その温もりに甘える様に擦り寄り二度寝しようそすれば、可笑しそうに笑うリーマスの声が聞こえた。
「そろそろ着替えて漏れ穴に行かないといけないよ。」
「どうして?」
「そう約束していたからね。夕暮れ近くになれば帰ってくればいい。」
優しく髪を撫でてくれいうリーマスにレンは小さく頷く。
「あそこが苦手かい?」
「昔は温かいあの場所が少し苦手だったけれど、今はそうじゃ無いわ。…4年前の事や私がいる所為でまた吸魂鬼達が襲ってきたらって思うとね。」
「そうか。…確かにね。この結界の外は襲われる可能性も少なくは無い。だが今のあそこは大丈夫だ。」
「シリウスは?」
「シャワーを浴びに行ってるよ。」
レンはそれに頷いて身を起こせばお互いに着替え、シリウスが戻ってくれば隠れ穴へと向かった。
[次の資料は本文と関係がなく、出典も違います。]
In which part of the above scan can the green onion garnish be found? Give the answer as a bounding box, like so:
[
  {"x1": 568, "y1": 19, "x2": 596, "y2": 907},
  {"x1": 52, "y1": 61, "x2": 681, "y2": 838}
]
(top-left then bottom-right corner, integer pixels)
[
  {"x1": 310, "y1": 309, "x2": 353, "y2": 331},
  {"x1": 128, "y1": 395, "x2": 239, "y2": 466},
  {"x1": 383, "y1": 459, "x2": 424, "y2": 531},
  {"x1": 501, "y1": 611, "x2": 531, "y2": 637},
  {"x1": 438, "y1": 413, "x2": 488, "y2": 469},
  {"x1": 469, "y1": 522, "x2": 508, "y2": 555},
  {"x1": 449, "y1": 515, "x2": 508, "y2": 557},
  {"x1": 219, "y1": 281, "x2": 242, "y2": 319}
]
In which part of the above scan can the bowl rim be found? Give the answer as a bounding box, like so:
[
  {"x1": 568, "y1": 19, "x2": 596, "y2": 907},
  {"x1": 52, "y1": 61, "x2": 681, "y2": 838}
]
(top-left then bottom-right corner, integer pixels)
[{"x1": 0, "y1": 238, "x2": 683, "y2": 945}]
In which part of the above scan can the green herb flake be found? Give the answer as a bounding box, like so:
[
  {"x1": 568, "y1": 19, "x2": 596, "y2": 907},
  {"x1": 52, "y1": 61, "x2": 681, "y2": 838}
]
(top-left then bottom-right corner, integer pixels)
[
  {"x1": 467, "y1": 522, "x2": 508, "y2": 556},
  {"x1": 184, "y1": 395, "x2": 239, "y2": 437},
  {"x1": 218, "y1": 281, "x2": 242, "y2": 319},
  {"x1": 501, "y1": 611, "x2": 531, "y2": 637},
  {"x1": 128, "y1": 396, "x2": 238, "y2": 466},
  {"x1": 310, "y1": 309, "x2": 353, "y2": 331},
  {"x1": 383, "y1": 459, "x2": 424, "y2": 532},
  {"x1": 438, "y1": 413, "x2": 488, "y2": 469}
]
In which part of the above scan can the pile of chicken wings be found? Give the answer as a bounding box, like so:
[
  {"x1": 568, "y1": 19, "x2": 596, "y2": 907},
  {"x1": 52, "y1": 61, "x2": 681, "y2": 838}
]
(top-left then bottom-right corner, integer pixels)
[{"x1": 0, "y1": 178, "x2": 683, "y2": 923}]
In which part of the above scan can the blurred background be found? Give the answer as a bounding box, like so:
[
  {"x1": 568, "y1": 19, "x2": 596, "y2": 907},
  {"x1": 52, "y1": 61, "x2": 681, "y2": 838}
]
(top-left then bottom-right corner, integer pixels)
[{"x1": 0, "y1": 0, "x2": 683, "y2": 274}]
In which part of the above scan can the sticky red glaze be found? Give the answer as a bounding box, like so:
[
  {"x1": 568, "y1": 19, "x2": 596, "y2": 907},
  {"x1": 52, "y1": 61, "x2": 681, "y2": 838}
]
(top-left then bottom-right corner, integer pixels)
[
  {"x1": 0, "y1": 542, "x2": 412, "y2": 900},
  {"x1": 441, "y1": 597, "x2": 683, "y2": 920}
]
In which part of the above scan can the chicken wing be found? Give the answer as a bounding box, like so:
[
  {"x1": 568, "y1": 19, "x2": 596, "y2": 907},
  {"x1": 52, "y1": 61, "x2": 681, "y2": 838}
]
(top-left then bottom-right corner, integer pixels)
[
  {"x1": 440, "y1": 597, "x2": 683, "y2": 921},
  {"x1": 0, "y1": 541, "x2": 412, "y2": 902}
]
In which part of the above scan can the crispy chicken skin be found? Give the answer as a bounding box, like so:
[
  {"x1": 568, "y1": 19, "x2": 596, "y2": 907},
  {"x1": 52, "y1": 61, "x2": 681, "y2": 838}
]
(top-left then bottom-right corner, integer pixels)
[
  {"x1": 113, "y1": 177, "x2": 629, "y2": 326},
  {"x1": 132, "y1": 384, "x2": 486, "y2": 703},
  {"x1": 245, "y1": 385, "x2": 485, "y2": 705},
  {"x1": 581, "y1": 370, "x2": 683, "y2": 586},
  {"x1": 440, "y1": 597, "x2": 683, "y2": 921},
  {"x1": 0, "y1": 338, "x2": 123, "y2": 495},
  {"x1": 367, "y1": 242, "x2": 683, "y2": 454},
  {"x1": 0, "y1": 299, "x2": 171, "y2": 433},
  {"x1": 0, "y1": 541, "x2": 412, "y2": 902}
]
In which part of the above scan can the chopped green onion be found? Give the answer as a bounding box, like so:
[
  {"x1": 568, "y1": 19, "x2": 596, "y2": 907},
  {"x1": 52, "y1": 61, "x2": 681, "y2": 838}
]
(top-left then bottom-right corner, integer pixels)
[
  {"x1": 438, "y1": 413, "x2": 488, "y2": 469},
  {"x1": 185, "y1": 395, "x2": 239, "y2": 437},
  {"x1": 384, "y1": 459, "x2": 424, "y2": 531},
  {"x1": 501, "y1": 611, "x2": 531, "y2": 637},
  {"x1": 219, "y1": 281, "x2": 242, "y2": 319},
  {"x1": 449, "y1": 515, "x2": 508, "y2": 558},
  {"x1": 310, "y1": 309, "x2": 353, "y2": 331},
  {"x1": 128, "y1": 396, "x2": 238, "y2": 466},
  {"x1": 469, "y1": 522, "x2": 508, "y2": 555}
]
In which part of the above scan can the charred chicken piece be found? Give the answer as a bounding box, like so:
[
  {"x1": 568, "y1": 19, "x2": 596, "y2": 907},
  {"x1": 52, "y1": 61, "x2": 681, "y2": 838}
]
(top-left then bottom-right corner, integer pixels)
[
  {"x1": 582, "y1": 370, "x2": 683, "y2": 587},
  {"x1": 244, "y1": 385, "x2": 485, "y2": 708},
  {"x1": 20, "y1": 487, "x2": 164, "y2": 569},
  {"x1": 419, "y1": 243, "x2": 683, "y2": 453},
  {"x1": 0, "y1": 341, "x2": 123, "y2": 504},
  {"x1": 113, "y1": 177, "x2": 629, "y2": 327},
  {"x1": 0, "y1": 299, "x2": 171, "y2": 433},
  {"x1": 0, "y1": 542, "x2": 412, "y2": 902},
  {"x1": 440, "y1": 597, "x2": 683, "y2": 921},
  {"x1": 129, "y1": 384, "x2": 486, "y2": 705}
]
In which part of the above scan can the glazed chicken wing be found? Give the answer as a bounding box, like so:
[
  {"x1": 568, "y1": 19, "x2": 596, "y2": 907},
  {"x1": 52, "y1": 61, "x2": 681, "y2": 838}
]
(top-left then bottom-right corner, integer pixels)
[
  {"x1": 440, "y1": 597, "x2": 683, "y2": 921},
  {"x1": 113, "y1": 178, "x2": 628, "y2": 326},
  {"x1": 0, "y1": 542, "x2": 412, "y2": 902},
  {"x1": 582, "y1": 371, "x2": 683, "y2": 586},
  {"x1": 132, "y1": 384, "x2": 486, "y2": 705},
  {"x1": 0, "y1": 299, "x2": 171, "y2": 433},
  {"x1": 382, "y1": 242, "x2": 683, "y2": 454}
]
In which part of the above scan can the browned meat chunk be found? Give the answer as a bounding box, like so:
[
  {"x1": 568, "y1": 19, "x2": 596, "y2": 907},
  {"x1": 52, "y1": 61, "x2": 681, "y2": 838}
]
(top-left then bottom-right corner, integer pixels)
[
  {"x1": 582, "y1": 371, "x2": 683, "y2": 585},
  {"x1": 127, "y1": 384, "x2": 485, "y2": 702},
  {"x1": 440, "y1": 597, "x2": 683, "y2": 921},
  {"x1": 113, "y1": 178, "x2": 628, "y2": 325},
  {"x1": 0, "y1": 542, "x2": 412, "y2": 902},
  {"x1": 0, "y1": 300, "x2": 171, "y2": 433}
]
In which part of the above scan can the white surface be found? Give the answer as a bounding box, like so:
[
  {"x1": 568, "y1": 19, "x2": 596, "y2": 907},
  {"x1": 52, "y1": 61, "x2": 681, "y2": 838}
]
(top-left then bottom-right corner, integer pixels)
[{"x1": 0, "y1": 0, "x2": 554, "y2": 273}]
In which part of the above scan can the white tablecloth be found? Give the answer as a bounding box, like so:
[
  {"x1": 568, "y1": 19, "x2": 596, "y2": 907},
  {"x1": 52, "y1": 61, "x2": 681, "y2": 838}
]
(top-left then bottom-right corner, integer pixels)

モリーやアーサーに寝惚けててごめんなさいと頭を下げればにっこりと微笑んで一緒に朝食を食べてと用意してくれる。
リーマスの隣に座りその隣にはシリウス、その隣はハリーと並んで座り、モリーがやたらとトンクスの話をリーマスにするのをレンはチラチラとリーマスを見上げながら食事をすれば、リーマスは小さく笑う。
「モリー。その事については貴女なりの考えがある様だが、今は騎士団や家族との時を大事にしたい。トンクスはトンクスで一緒に過ごす家族がいるのじゃないか?」
それにモリーは小さく唸り、怒っている様な視線を投げかけ、シリウスは小さく溜息を漏らす。
レンはそれに気持ちが沈み小さく溜息を吐いて、お外にいますね。と少しだけ朝食をとった皿を空にして立ち上がれば、一緒に行こうかと立ち上がろうとしたリーマスを笑んで制して直ぐに外に行き、今度はリーマスが少し不快そうにモリーを見つめた。
「あの子の前でああいう話はよしてやってくれ、モリー。」
「レンだって貴方の幸せを考えていらっしゃいますよ。」
「判っている。その件については先日説教を受けたばかりだよ、レンにね。…そういう話じゃないんだ。」
心配そうにリーマスは窓の外を見ては、私が行ってこよう。とシリウスは立ち上がると「すまない。」とリーマスは苦笑する。
ハリーもリーマスの意見に同意だった様だ。
ハリーにもレンのその後ろ姿が今にも雪の中に溶けてしまいそうな儚いものに見えていた。